Monitoring & Impact Evaluation Metrics

  • Short-term (612 months): number of cases assessed under equivalence; appeals filed; sectoral distribution of exclusions.
  • Medium-term (13 years): change in OBC representation by socio-economic decile in public recruitments and admissions; number of displaced beneficiaries re-classified.
  • Long-term (35 years): measure socio-economic mobility among OBC cohorts (education, earnings), and whether benefits are reaching lower deciles.
  • Data sources: DoPT/SSC recruitment data, university admission records, NCBC reports, EPFO/ITR aggregates (anonymised).

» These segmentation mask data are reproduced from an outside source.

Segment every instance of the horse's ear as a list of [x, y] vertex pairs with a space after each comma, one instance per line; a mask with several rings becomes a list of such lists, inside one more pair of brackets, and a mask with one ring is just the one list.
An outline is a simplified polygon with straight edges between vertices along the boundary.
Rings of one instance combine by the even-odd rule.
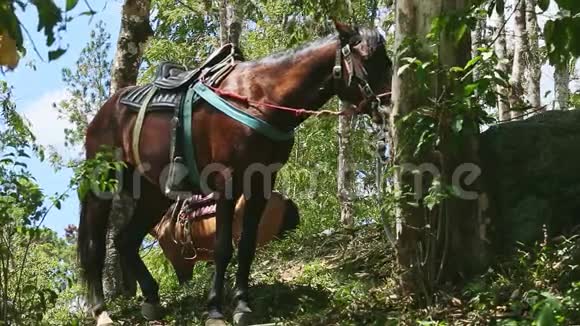
[[349, 24], [341, 23], [336, 19], [333, 19], [333, 22], [334, 28], [336, 28], [336, 31], [342, 40], [349, 40], [357, 34], [357, 31]]

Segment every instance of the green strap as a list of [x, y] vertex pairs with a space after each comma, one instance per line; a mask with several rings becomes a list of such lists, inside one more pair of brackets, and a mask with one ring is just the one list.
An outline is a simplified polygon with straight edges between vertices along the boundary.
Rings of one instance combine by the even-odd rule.
[[283, 141], [294, 138], [293, 130], [289, 132], [281, 131], [264, 120], [258, 119], [244, 111], [240, 111], [234, 108], [230, 103], [219, 97], [216, 93], [214, 93], [201, 82], [195, 84], [195, 86], [193, 86], [193, 90], [214, 108], [220, 110], [230, 118], [245, 124], [246, 126], [256, 130], [257, 132], [272, 140]]
[[185, 154], [185, 163], [189, 171], [189, 181], [193, 186], [199, 186], [200, 176], [195, 159], [195, 145], [193, 142], [192, 132], [192, 115], [193, 106], [200, 98], [206, 100], [211, 106], [223, 112], [230, 118], [243, 123], [244, 125], [258, 131], [264, 136], [275, 140], [283, 141], [294, 138], [294, 131], [283, 132], [273, 127], [264, 120], [258, 119], [234, 108], [231, 104], [223, 100], [211, 89], [202, 83], [197, 83], [193, 88], [187, 90], [185, 100], [182, 106], [182, 123], [183, 123], [183, 148]]
[[185, 94], [185, 101], [183, 102], [183, 148], [185, 152], [185, 164], [187, 165], [189, 181], [191, 185], [199, 186], [199, 170], [197, 169], [197, 162], [195, 160], [195, 148], [193, 144], [192, 125], [192, 111], [193, 104], [199, 99], [195, 91], [190, 88]]

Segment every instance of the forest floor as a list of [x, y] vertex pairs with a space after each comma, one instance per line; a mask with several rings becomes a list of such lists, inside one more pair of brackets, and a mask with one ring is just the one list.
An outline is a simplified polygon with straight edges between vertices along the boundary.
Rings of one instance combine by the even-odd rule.
[[[282, 325], [580, 324], [579, 258], [575, 239], [538, 245], [461, 287], [440, 290], [434, 305], [420, 308], [416, 297], [398, 290], [394, 250], [380, 226], [291, 236], [260, 250], [253, 317], [256, 324]], [[150, 325], [203, 325], [211, 269], [199, 264], [186, 287], [162, 288], [167, 316]], [[229, 269], [232, 279], [235, 266]], [[112, 315], [123, 325], [147, 325], [138, 298], [120, 301]]]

Potential Unintended Consequences & Mitigation

  • Unintended exclusion of deserving OBCs → mitigate via multi-factor test and appeals.
  • Legal challenges delaying implementation → mitigate by early stakeholder consultations and robust legal vetting.
  • Administrative burden on states/PSUs/universities → central funding/technical support and phased implementation.
  • Private sector resistance → limit mandatory application to areas under state law; incentivise voluntary compliance (tax benefits/grants) for private employers to adopt transparent OBC hiring practices.

Political Economy & Social Messaging

  • Communication strategy required: Clear public explanation that equivalence seeks targeted social justice (not punishment of upward mobility). Use data, case studies, FAQs.
  • Engage OBC representative bodies and state governments early to build consensus and preempt politicisation.
  • Explain rationale to private sector: fairness, social licence, and potential CSR incentives.

Conclusion — Net Assessment

  • Conceptually sound: Expanding the creamy-layer exclusion to account for role/post equivalence addresses a real fairness concern: affluent OBCs capturing reservation meant for the disadvantaged.
  • Execution risk is high: Heterogeneous pay systems, data gaps, privacy issues, legal limits on regulating private employers, and political sensitivity make implementation complex.
  • Policy design must be hybrid and phased: Combine income + post equivalence + qualitative checks; publish a national equivalence matrix; phase rollout with legal backing, state cooperation, transparency, and grievance redress.
  • Goal: Ensure reservation remains a tool to uplift genuinely backward groups — not a benefit captured by socio-economically advanced individuals — while protecting legitimate upward mobility and avoiding arbitrary exclusion.